A few months in, I sat down to debug a single agent. The user said it had stopped helping. I pulled the trace. Every span was green. Tool calls returned. Token counts looked normal. The workflow completed. From every dashboard I owned, this agent was healthy.
Then I read the actual messages. The agent was answering, but no longer answering the user in front of it. It was producing a generic version of the request, the kind of reply you write when you have stopped paying attention but still want the meeting to end. It remembered the last topic. It had forgotten the person. None of that shows up in a trace. There is no span called context drift. No metric for emotional absence. That was the moment I stopped trusting the green check.
Stack traces show code. Agent traces have to show attention.
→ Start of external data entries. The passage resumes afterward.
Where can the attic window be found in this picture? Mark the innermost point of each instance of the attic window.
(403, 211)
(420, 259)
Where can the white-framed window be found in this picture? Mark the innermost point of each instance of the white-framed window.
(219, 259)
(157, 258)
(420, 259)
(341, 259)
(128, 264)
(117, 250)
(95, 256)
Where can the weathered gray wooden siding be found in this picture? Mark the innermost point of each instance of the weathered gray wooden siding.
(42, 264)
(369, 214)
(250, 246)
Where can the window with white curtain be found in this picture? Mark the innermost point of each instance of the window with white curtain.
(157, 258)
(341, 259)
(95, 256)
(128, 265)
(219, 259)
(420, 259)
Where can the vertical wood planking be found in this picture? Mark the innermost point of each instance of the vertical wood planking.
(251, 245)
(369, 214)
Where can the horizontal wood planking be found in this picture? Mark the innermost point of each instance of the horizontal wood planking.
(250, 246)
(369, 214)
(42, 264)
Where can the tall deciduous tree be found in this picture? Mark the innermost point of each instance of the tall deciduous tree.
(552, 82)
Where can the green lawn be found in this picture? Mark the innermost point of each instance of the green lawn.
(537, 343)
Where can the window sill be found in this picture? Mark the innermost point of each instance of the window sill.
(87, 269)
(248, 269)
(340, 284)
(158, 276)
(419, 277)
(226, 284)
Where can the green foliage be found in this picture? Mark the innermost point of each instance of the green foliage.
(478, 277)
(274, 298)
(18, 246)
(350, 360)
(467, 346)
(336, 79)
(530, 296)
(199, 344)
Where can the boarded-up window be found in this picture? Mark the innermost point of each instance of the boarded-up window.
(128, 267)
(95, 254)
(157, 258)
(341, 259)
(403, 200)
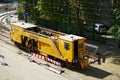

For normal software, a stack trace is a clean object. You can read which line ran, what came in, what came out. The system either did the thing or threw. Observability for a regular backend is the art of compressing that into counters and percentiles, then alerting when one of them moves. Numbers reduce to truth, and the truth is mostly about did the code execute correctly.
An agent is doing something different. It is not just executing. It is deciding. It is choosing which tool to call, which memory to lean on, which sub-agent to hand off to, whether to ask a question or just answer. Two agents can run the same code path and produce completely different outcomes, because the interesting work happened in the prompt, the context, and the silent ranking of options inside a model. The log shows the choice it made, never the choices it considered and rejected.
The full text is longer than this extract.